Amstetten liegt mitten im Mostviertel am Eingang zum Ybbstal und steht auf altem Siedlungsboden, wie Funde aus der Jungsteinzeit belegen. Seit der Römerzeit führt ein bedeutender Verkehrsweg durch den Ort, und zwar die Limesstraße, später Reichsstraße, heute Bundesstraße 1.

In einer Urkunde von 1111 wird der Ort Amistetin erstmals erwähnt. Die Pfarre mit der Kirche St. Stephan wurde bereits im späten 11. Jahrhundert (um 1070) vom Bistum Passau aus gegründet, das später auch den zum Bistum Freising gehörenden Ort gegen Zehentrechte eintauschen konnte. Im 13. Jahrhundert entstand südlich des alten Siedlungskerns ein linsenförmiger, planmäßig angelegter Markt, durch den die wichtige West-Ost-Straße führte und der seit 1250/1260 als Markt bezeichnet wurde. 1276 bestätigte König Rudolf I. das Marktrecht und verlieh dem Bischof von Passau das Befestigungsrecht für den 40 Häuser umfassenden Ort.

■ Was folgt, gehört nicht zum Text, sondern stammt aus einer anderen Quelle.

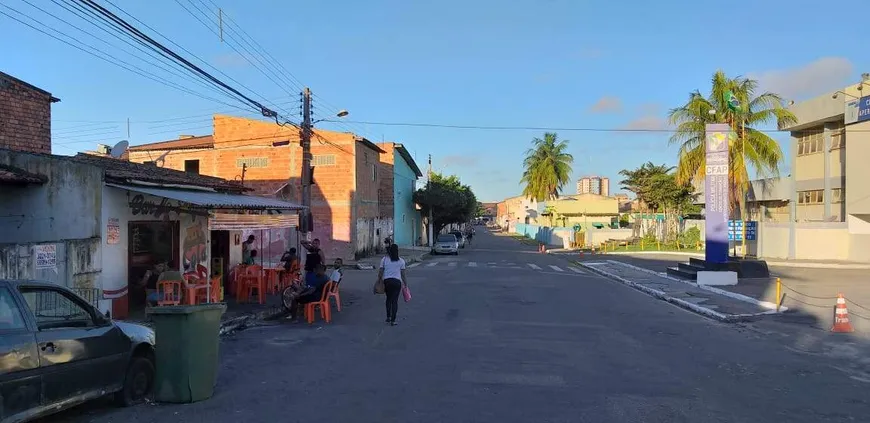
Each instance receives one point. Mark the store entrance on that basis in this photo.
(150, 243)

Ab dem 15. Jahrhundert war Amstetten am Provianthandel der Eisenwurzen beteiligt und versorgte das Eisengewerbe im oberen Ybbstal mit Lebensmitteln. Seit 1849 bzw. dauerhaft seit 1869 war der Markt Sitz der Bezirkshauptmannschaft. Der Aufstieg Amstettens ist jedoch vor allem mit dem Bau der Eisenbahn verbunden. Der Ort wurde zum Knotenpunkt der 1858 fertiggestellten Kaiserin-Elisabeth-Westbahn. Mit kaiserlicher Entschließung vom 29. November 1897 wurde Amstetten daher zur Stadt erhoben.

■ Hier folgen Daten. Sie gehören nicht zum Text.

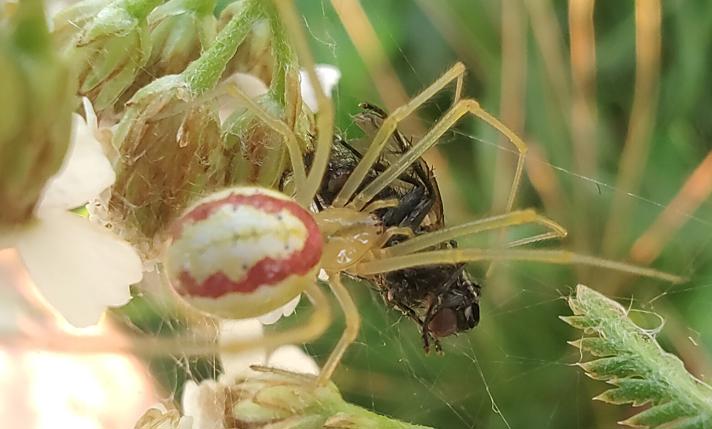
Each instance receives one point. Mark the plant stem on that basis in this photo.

In den Kriegen gegen Türken, Schweden und Franzosen erlitt die Stadt schwere Schäden durch Brandschatzung und Plünderung, im Zweiten Weltkrieg wurde sie 266-mal bombardiert. Als Bezirkshauptstadt erlebte Amstetten in der zweiten Hälfte des 20. Jahrhunderts einen bedeutenden Aufschwung und wurde zum Verwaltungs-, Wirtschafts-, Industrie-, Verkehrs- und Schulzentrum des Mostviertels. Insbesondere mit dem alljährlich stattfindenden "Musical-Sommer-Amstetten" (seit 1989) positionierte sich Amstetten auch als Kulturstadt.

Amstetten verbinden Partnerschaften mit den Städten Alsfeld (Deutschland), Ruelle-sur-Touvre (Frankreich) und Pergine Valsugana (Italien).